The party was a lot of fun. After a few drinks the edges of my anxiety seemed to smooth out and fade away. There were many people there that I've known for years. I was very glad that I'd faced my fear and gotten there. It was almost 11PM when the party starting slowing down. Everyone wanted to go to another bar to meet up with some other friends that we all knew. I wanted to go and said that I would meet everyone there, but already I was worried. All of my trigger points were present...I was alone, driving at night to a part of town that I was not familiar with. It was unfortunately very close to a part of town that is known to be dangerous. To my horror I got so lost trying to find the second bar that I had no idea where I was. I went into full blown anxiety attack mode-I was totally terrified. Meanwhile my friends were all at the bar wondering where I was. How could I answer when I didn't know where I was?

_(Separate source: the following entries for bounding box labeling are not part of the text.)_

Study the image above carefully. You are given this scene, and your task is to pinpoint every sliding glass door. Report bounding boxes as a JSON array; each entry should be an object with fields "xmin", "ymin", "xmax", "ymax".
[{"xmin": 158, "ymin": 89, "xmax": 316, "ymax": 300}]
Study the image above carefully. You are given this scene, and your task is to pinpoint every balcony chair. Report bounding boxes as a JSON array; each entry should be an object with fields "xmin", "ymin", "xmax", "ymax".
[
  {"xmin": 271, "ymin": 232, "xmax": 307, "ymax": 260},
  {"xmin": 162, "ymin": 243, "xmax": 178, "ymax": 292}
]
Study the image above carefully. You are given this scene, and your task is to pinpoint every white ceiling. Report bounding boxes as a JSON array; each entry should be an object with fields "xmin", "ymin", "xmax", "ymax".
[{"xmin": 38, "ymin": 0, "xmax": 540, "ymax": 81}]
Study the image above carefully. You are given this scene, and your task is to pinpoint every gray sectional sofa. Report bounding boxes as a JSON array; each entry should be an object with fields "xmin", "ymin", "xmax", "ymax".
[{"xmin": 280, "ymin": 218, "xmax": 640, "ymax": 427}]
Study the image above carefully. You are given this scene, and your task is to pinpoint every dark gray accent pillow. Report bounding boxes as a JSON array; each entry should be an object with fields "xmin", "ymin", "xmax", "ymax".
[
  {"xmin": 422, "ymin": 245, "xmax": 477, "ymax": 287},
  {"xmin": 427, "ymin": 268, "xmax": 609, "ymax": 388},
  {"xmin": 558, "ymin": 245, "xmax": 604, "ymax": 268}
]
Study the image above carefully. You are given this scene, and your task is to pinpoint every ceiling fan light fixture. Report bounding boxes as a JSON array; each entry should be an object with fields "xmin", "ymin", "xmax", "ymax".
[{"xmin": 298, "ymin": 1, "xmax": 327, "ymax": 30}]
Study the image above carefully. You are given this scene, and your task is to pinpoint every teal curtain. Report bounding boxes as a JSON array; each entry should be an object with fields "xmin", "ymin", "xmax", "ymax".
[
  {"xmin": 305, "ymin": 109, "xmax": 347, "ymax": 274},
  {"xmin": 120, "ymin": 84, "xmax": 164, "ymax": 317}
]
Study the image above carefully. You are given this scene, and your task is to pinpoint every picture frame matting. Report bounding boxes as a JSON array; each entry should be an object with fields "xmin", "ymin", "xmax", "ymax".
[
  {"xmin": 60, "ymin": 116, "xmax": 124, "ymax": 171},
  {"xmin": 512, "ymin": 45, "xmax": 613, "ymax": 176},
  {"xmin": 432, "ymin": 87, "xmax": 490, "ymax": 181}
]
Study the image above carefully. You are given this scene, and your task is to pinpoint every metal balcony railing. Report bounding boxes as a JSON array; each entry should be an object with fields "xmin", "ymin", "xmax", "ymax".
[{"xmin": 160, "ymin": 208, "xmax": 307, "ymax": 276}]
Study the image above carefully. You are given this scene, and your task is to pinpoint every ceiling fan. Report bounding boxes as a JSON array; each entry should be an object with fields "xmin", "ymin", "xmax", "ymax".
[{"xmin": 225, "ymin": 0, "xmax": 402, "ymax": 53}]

I ended up frantically calling my ex-husband, who was well aware of my history with anxiety. He very calmly explained to me where I was and how I could get home. I told the truth to my friends at the bar-I'd had a terrible anxiety attack and all I wanted to do was go home. My heart was still beating out of my chest when I did get home so sleep was impossible. I felt so badly that I'd let my friends down-let myself down by not going to the second bar to go on with the celebration. I beat myself up for the better part of a day, then I got myself in check. I've come so far on my journey of recovery from anxiety disorder. I'm not suicidal anymore-I can go weeks or even months without having any type of an episode. I don't think that I will ever be completely free of that issue and all of the shame that comes a long with it. It has been a part of my life for as long as I can remember and probably always will be.

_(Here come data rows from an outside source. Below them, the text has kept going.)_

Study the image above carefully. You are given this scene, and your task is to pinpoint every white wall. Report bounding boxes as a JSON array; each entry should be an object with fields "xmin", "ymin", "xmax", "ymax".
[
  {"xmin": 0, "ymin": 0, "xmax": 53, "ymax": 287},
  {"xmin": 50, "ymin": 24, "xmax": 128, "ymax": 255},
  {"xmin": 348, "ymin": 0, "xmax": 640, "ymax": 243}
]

Forgive this long post-I just wanted to share this story with you to let you know that many suffer like you do and we're all in it together.
I don't suffer this nearly as deeply, but this really struck a chord for me. For years, I'd only go out if my husband took me. I was in a terrible car accident (I had to have staples in my head, my car was totaled and my passenger was injured pretty badly. It was someone else's fault, they ran a red light) and it made me terrified to drive. I can do basic trips, but if I have to take a freeway or go to an unknown place, it's very difficult. I was close to becoming agoraphobic over it. We moved, and I would spend multiple days in my house, terrified to go outside because the outside was so unfamilar.

To a lesser degree, I still have these issues, and so whenever I plan a girls night with my friend, we always pick a place I can get to on surface roads, and usually roads I know. I remember getting lost once (I missed the street I needed to turn on by just like 1 street and got confused), and I broke out in hysterics. She was really sweet about it. I felt so dumb, but she was so completely understanding of it and I appreciated it.

So, yes, we're all coming from places that might be unique, but also very similar. Thank you for sharing your story.